Not all fibre is created equally: each kind ‘performs’ a different function.

November 27, 2013 by  
Filed under Nutrition Tips

Did you know there are actually two kinds of fibre?

Well, there is; soluble and insoluble (sometimes referred to as ‘viscous’ or ‘non-viscous’).

Soluble fibre is the kind of fibre that absorbs water and swells forming a gel.  This gel like substance slows down the rate at which foods empty out of your stomach into your small intestine, slowing down the rate of digestion and absorption.  This means you’re going to feel fuller longer, your food is going to last longer and you’re not going to experience such extreme ups and downs in your energy levels (you know the one…the 3pm ‘crash’). It also helps eliminate excess dietary cholesterol which is good news to those of you who have high cholesterol levels.

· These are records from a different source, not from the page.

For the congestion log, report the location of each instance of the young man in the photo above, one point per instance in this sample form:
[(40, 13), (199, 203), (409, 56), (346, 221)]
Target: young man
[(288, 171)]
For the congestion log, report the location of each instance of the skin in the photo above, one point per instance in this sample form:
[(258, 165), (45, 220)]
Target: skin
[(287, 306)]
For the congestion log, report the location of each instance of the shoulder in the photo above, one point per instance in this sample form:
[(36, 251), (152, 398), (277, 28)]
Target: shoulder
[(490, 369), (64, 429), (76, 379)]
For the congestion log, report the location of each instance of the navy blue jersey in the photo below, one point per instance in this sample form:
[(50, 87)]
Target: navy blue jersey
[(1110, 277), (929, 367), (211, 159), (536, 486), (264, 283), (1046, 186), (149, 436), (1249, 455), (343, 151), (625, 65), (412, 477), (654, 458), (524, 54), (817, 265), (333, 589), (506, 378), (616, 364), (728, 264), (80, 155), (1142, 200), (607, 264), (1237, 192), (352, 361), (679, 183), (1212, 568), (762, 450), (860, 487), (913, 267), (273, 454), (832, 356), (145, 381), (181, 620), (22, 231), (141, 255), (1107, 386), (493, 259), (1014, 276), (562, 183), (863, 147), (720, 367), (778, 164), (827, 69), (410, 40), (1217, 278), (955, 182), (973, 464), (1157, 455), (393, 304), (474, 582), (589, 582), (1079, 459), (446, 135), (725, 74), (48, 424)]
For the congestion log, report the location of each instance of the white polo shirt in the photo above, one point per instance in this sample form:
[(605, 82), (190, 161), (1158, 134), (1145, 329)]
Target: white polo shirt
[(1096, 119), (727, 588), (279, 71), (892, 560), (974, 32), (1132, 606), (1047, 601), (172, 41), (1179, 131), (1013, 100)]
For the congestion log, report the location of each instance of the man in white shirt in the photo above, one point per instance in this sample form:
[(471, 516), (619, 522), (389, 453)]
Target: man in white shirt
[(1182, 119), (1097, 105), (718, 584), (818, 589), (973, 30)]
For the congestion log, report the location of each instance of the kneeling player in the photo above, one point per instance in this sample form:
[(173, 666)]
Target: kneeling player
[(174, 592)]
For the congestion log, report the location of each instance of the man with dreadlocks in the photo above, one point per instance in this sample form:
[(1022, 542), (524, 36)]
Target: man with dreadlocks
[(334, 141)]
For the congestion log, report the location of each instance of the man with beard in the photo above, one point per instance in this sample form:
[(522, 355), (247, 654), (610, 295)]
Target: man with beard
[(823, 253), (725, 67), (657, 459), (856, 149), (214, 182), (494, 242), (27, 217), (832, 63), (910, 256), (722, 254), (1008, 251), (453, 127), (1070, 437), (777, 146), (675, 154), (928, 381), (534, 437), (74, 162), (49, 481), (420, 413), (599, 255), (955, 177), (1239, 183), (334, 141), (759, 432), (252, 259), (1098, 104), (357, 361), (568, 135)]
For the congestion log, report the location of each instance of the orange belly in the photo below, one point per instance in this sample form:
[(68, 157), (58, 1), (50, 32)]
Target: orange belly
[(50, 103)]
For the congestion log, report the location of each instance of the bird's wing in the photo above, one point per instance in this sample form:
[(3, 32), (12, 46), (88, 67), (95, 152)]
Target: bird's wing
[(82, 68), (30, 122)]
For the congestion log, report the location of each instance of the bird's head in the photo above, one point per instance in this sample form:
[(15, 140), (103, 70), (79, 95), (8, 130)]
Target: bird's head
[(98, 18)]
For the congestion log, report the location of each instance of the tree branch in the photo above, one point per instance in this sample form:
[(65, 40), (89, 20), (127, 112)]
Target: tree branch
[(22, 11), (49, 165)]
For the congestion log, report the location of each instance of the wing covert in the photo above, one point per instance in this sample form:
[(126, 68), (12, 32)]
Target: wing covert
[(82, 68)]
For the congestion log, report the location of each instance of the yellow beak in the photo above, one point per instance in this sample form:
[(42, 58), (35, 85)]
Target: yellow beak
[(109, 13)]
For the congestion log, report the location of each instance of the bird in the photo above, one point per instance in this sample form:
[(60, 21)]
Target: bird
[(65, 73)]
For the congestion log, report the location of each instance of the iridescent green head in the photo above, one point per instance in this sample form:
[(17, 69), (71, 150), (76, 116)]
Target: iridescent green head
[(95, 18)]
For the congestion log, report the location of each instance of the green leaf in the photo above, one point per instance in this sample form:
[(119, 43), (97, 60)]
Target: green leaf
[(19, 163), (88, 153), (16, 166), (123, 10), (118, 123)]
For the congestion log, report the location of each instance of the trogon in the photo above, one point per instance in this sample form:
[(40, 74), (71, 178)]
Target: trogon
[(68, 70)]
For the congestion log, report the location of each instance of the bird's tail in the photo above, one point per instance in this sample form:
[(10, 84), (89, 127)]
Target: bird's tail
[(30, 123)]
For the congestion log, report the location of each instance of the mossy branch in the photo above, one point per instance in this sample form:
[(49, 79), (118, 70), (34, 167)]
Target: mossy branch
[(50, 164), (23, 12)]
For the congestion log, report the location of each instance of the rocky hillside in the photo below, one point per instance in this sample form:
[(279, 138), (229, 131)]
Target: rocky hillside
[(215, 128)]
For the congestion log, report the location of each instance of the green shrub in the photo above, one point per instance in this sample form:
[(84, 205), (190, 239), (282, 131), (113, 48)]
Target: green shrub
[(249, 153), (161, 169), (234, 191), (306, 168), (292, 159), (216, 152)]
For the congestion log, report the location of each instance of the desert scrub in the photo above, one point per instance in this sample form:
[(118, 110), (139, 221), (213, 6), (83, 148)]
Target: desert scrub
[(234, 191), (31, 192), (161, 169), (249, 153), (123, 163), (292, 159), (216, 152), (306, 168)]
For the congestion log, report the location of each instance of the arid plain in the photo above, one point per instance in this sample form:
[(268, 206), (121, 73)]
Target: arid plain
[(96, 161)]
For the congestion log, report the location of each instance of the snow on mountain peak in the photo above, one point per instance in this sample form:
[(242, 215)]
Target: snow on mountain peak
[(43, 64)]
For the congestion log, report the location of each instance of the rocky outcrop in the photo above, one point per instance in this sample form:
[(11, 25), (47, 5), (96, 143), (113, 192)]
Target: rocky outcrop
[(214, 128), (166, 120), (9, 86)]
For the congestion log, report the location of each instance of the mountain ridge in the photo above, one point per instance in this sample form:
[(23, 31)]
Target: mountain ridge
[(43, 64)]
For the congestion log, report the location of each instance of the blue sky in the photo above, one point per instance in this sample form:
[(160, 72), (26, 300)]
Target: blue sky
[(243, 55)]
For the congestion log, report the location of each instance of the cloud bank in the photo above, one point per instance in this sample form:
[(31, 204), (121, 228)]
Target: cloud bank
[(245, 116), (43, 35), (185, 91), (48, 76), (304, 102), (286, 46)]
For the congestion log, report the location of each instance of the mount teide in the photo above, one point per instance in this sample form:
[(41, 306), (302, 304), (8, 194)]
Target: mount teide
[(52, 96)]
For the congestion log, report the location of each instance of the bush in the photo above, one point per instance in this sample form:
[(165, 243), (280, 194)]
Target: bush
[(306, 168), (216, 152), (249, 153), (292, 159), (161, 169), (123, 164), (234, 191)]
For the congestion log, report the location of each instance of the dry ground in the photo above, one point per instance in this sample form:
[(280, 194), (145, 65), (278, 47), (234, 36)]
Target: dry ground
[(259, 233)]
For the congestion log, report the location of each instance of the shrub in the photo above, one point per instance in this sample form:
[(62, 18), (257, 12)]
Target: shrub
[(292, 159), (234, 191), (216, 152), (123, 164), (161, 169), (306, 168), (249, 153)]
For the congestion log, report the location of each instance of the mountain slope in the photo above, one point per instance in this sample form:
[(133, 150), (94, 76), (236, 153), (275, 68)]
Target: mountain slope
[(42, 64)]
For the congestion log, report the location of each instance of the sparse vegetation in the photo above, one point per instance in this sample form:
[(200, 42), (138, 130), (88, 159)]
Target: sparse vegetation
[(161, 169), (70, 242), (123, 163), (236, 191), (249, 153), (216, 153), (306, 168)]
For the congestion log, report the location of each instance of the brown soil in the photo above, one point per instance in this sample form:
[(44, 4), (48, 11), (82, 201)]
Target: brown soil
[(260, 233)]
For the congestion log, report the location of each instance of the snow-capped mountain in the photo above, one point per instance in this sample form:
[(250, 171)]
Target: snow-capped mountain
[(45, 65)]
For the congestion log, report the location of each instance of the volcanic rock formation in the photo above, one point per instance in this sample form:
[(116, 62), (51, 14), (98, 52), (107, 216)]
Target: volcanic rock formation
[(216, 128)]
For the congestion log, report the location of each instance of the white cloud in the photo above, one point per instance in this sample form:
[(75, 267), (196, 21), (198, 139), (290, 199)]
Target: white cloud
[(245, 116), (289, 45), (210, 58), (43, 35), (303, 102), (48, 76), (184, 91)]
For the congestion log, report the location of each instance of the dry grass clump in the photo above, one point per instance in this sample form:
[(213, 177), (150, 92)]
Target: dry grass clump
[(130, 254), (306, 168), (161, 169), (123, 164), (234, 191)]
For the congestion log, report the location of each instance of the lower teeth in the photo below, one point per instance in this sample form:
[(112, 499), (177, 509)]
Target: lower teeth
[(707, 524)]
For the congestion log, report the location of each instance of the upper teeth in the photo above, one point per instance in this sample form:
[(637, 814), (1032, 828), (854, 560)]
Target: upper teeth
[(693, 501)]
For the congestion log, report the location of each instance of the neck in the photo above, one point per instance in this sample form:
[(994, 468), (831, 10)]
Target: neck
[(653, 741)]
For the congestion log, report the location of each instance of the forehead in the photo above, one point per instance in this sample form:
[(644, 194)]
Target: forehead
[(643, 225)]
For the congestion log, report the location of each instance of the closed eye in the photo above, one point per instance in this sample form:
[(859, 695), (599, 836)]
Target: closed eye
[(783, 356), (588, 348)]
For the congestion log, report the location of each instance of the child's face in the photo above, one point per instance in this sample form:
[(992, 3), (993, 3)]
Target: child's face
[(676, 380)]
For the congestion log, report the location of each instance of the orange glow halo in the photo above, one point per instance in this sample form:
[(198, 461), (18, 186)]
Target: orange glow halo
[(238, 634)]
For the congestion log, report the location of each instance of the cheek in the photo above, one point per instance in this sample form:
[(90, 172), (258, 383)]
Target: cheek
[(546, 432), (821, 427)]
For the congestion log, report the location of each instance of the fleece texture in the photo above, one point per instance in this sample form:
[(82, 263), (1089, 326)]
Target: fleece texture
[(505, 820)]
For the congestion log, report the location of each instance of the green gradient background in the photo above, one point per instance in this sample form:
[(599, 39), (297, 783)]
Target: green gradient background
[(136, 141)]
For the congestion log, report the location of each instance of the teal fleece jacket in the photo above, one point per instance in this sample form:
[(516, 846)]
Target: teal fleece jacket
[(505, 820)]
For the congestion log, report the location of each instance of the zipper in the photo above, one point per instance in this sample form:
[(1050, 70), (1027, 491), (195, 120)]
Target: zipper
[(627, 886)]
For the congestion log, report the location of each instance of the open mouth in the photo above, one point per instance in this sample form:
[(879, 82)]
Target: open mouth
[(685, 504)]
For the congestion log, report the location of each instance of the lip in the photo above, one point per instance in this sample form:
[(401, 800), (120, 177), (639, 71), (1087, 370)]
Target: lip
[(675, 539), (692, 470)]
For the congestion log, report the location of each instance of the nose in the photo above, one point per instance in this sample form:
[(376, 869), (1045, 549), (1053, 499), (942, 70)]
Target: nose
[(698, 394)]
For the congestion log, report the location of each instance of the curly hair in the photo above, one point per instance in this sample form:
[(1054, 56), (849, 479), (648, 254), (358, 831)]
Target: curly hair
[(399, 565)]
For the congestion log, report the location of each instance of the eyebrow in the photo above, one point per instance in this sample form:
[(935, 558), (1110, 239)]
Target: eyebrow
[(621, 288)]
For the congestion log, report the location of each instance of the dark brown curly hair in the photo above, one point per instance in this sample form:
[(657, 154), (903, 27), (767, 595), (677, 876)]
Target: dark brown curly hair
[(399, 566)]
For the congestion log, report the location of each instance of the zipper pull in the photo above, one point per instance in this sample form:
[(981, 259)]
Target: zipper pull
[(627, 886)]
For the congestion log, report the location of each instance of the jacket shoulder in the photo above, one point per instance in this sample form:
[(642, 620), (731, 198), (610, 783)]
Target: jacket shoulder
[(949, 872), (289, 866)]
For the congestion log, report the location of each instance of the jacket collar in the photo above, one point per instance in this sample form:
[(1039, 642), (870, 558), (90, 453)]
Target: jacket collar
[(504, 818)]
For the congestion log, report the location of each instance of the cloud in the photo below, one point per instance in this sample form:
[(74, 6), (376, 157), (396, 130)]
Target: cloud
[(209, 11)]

Soluble fibre is predominately found in oats, oat bran and barely. Other sources of soluble fibre include psyllium, inulin (chicory root) and chia seed (see our chia puddin recipe in the recipes section). So how do you increase your soluble fibre intake? Try these soluble fibre adding tips:

1.       Have oat bran for breakfast (try Rogers oat bran – it’s packs only 100 calories per serving and 6g of fibre) or replace ½ the flour in your muffin or loaf recipe with oat bran

2.       Try All Bran Buds with psyllium mixed with yogurt for a snack

3.       Try making chia pudding for an after dinner snack

4.       Use cooked barley instead of rice with stir-fry’s or curries

The other type of fibre is insoluble fibre.  This is typically what we think of as the ‘roughage’.  Insoluble fibre helps keep us regular and keeps our bowels in good health.  Insoluble fibre is predominately found in products made with wheat and wheat bran. Try these tips for increasing your insoluble fibre:

1.       Aim for at least 4g fibre in 1 slice of bread – we personally recommend Silver Hills ‘Squirrely’ bread or try Healthy Way bread in the red bag

2.       Use whole wheat pasta

3.       Try All Bran breakfast cereals (we like Honey Nut All Bran and Strawberry Medley All Bran)

Fruits and vegetables as well as beans and lentils also contain fibre.  The fibre in these foods tends to be a mixture of both soluble and insoluble fibres so eating lots of fruits, vegetables, beans and lentils is a great way to keep you regular and full of energy!